If your team is managing container free-time manually today, the math is straightforward. At four times the global average, US demurrage rates are not going to normalize. The exposure only grows as shipment volumes increase. Nina handles the monitoring, the alerts, and the draft communications. Your team handles the decisions.
To see how Nina fits into your operations, book a demo at getnauta.com.
Frequently Asked Questions
What is container free-time and why does it matter for demurrage?
Free-time is the window a carrier or terminal allows for container pickup after arrival before demurrage charges begin. In the US, that window typically runs three to five days. After that, charges accrue daily, often between $150 and $450 per container depending on the port and carrier. Missed free-time deadlines are one of the most common and preventable sources of demurrage expense for importers.
How does Nina track free-time deadlines across multiple containers?
Nina reads Bills of Lading as they arrive, from email, carrier portals, or a connected TMS, and extracts the container number, port, carrier free-time terms, and estimated arrival date. She calculates the free-time expiration for each container and runs a daily check, surfacing alerts at T-5, T-3, and T-1 days before the deadline.
What happens when Nina identifies a container at risk of demurrage?
Nina adds the container to your exception queue, ranked by potential cost exposure. At T-3 days, she drafts a pickup coordination request or free-time extension request to the relevant carrier, pre-populated with container details and the specific deadline. Your team reviews and sends. No manual document preparation required.
How does Nina connect to the rest of Nauta?
Nina operates on the same unified data layer as Alec and Marcus. When a container is flagged for demurrage risk, Nauta can also surface downstream inventory impact, for example whether the delayed container carries goods tied to open orders that Marcus has already flagged as critical. That cross-domain context is not available from point solutions limited to transportation data alone.
Can Nina prevent all demurrage charges?
No. Some delays are outside any team's control, like port congestion, customs holds, and carrier equipment failures. What Nina prevents is the category of charges that result from missed deadlines and slow internal communication. In the case study described here, preventable charges dropped by more than 80 percent after deployment.

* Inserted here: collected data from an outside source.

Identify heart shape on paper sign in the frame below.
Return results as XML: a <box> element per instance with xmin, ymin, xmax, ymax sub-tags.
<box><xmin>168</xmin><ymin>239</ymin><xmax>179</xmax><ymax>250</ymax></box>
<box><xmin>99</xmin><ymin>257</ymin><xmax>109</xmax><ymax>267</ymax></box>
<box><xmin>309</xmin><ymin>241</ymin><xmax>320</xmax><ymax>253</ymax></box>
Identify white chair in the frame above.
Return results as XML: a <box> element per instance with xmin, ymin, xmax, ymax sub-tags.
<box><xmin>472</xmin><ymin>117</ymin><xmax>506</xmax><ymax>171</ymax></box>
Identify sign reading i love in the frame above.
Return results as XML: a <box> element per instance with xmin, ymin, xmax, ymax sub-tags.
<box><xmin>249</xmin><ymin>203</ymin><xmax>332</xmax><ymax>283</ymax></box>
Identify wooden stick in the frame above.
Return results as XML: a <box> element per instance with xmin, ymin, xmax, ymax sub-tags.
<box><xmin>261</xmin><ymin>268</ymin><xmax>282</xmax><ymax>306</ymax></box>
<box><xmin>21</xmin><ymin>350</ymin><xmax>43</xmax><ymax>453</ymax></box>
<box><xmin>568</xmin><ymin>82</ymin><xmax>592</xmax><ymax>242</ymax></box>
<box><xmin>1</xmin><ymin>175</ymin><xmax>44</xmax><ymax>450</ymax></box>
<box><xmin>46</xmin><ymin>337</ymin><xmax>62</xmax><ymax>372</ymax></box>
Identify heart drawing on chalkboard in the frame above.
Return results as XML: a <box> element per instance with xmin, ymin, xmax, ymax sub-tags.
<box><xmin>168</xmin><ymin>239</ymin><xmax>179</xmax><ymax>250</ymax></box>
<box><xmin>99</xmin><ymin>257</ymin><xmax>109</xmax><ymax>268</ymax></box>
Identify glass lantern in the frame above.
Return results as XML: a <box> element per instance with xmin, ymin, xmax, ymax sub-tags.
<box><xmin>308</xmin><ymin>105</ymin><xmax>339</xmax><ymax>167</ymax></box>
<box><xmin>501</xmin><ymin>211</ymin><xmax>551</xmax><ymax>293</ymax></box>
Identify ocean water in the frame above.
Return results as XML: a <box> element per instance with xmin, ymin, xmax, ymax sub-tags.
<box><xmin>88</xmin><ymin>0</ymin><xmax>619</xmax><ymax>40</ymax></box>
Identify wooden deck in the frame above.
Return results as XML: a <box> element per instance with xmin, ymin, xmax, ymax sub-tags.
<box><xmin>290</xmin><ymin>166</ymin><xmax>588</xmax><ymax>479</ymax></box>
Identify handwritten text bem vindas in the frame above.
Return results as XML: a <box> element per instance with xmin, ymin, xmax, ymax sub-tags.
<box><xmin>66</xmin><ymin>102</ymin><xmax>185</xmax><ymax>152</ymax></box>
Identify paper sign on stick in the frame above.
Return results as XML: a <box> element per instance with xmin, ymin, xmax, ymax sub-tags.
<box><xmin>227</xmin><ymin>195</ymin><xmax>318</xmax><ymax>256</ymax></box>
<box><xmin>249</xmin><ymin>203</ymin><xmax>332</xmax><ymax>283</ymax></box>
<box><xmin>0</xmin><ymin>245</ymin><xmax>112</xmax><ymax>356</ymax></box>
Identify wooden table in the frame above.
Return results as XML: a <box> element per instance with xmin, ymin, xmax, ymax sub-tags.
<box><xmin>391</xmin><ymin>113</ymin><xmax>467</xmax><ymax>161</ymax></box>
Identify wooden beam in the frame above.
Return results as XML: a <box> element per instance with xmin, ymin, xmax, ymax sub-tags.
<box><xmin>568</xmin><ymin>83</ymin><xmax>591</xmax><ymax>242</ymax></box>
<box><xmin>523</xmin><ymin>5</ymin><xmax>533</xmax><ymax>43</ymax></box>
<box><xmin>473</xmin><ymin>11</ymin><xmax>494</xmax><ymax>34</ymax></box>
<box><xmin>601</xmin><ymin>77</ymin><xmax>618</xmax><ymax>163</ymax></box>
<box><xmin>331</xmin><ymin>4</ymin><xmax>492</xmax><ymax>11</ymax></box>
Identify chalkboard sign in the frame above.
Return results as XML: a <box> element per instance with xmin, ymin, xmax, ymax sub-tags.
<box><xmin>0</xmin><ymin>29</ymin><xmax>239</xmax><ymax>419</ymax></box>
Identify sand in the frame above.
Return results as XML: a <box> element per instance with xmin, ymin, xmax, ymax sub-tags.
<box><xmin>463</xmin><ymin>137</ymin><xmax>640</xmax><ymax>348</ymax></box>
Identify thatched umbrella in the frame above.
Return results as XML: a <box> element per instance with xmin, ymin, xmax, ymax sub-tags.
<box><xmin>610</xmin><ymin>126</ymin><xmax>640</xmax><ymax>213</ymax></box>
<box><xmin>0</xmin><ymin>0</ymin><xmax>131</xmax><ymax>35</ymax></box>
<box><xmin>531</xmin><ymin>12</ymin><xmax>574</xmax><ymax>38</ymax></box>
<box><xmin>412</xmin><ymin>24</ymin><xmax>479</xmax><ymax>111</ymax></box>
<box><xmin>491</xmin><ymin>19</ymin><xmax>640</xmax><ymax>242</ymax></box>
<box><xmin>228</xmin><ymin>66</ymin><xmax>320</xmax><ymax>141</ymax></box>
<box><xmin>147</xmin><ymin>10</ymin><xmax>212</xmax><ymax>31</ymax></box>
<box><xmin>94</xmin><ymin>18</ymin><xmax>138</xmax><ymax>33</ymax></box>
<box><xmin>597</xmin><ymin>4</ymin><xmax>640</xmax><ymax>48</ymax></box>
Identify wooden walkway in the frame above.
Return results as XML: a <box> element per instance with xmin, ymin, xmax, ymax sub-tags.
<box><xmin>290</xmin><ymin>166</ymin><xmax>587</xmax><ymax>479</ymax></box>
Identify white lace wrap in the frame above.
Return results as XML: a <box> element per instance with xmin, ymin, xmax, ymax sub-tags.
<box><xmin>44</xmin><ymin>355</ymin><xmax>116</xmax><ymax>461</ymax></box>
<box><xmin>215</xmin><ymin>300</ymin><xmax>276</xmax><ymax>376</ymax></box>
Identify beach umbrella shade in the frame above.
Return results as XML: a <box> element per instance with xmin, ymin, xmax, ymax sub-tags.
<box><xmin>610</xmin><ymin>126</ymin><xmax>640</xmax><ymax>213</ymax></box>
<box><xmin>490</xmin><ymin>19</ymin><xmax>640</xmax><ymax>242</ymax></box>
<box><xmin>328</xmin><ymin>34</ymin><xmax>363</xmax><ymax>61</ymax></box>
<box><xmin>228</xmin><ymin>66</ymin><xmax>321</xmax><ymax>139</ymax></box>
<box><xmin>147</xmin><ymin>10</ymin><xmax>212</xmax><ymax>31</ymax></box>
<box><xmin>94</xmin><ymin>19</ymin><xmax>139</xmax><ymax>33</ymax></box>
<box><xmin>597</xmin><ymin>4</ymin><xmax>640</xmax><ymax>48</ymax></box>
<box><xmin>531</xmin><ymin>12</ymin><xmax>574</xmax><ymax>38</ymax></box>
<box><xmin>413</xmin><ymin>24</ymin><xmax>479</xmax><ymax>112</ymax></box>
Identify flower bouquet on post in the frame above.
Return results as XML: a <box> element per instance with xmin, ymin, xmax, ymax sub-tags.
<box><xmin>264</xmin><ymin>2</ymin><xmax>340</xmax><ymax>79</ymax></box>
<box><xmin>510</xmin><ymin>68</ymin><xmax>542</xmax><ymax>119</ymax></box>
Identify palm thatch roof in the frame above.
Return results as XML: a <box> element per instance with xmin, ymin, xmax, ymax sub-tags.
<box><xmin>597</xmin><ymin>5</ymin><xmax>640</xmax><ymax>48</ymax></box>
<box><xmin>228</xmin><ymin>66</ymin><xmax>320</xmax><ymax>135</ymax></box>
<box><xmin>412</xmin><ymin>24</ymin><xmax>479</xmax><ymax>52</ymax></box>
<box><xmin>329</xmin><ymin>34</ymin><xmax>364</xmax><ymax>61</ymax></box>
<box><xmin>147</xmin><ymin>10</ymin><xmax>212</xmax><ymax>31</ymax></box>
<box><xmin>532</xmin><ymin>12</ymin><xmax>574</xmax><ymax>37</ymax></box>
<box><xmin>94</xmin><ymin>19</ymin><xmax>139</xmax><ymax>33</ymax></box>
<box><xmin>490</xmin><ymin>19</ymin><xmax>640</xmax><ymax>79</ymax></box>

What data sources does Nina need to track container free-time?
Nina reads Bills of Lading from email and carrier portals and can connect to a TMS for structured shipment data. A full system integration is not required to start tracking free-time. Nauta ingests data from email, spreadsheets, portals, ERP, TMS, and WMS, so teams can start with whatever sources are already in use.
How does demurrage prevention affect the cash-to-cash cycle?
Every day a container sits past free-time, you are paying fees on inventory you cannot receive, sell, or deploy. That extends your cash-to-cash cycle and erodes the margin on that shipment. Preventing demurrage charges at the scale of $300,000 per year has a direct impact on working capital and operational margin.